1. Online Scientific Lecture Highlights Advances in Biopolymer-Based Encapsulation, Lubrication, and Packaging Systems
  2. Online Scientific Lecture Highlights Advances in Biopolymer-Based Encapsulation, Lubrication, and Packaging Systems
  3. Online Scientific Lecture Highlights Advances in Biopolymer-Based Encapsulation, Lubrication, and Packaging Systems

 

As part of its efforts to expand international scientific cooperation and enhance the specialized knowledge of food researchers, the Research Institute of Food Science and Technology organized an online scientific lecture entitled “Designing Biopolymer-Based Encapsulation, Lubrication, and Packaging Systems.” The event was attended by faculty members, researchers, and students of the Institute.

The online lecture was delivered by Dr. Khalid Gul, a faculty member at the National Institute of Technology Rourkela, India, and a member of the editorial board of the prestigious international journal Food Packaging and Shelf Life. During the session, the latest scientific approaches and emerging technologies in the fields of bio-based packaging, smart food preservation systems, and shelf-life enhancement technologies were presented and discussed.
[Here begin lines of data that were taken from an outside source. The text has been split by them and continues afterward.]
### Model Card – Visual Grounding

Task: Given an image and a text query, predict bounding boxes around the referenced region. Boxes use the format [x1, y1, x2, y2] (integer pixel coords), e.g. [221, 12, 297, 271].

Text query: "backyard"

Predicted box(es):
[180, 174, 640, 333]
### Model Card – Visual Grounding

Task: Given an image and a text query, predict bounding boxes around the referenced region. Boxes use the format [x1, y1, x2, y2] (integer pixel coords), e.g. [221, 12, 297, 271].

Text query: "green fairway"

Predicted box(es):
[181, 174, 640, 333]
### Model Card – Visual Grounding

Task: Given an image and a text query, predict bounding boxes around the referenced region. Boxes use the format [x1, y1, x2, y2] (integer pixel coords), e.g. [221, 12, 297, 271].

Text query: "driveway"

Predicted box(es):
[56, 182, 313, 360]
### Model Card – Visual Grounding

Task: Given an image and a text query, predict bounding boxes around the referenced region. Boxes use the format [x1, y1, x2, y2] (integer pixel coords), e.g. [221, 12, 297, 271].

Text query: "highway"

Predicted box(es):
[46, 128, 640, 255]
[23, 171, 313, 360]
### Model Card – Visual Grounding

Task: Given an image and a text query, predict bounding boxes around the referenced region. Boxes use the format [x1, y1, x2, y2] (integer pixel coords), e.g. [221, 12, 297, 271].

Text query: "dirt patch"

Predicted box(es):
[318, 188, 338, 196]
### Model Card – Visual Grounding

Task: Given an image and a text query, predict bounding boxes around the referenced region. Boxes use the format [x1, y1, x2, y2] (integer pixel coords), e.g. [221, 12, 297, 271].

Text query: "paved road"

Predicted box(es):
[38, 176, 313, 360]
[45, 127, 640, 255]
At the beginning of his presentation, Dr. Gul introduced recent advances in encapsulation systems and explained their role in protecting bioactive compounds and enabling their controlled and targeted release. He noted that maintaining the stability of sensitive compounds such as antioxidants, vitamins, antimicrobial agents, and functional additives remains one of the major technological challenges in the food industry. According to Dr. Gul, encapsulation technologies can significantly improve the efficiency, safety, and quality of food products by protecting these compounds from environmental degradation.

Dr. Gul further discussed the role of biopolymers in the development of next-generation food packaging systems. He provided a scientific overview of the structure and functionality of active and intelligent packaging technologies and emphasized that the global packaging industry is increasingly moving toward biodegradable and environmentally friendly materials. These innovative technologies not only help reduce environmental impacts but also contribute to extending product shelf life and preserving food quality through improved control of moisture, oxygen, antimicrobial compounds, and storage conditions.

Another key focus of the lecture was the practical application of these technologies in the food industry. Addressing the global challenge of food waste, Dr. Gul highlighted the development of bio-based packaging systems as an effective strategy for reducing waste, extending product shelf life, improving food safety, and supporting sustainable development goals.

He also outlined emerging research trends and future directions in advanced packaging technologies, while discussing research opportunities available to scientists and industry stakeholders working in this field.

On the sidelines of the event, the Public Relations Office of the Research Institute of Food Science and Technology conducted an interview with Dr. Behrouz Ghorani, Director of the Institute’s Office of Scientific and International Cooperation, to explore the practical and strategic significance of the topics discussed during the lecture.

Commenting on the importance of such scientific programs, Dr. Ghorani stated:

“Bio-based packaging and smart food systems represent strategic and future-oriented areas within the global food industry. Continuous scientific engagement with leading international scholars and researchers provides valuable opportunities for knowledge exchange, the development of research collaborations, and the adoption of innovative technologies.”

He further added:

“One of the primary objectives of the Office of International Scientific Cooperation is to facilitate effective interaction between domestic researchers and distinguished scientists worldwide. Such collaborations not only contribute to enhancing researchers’ scientific capabilities but also provide a foundation for technology development, joint research projects, and addressing the evolving needs of the food industry.”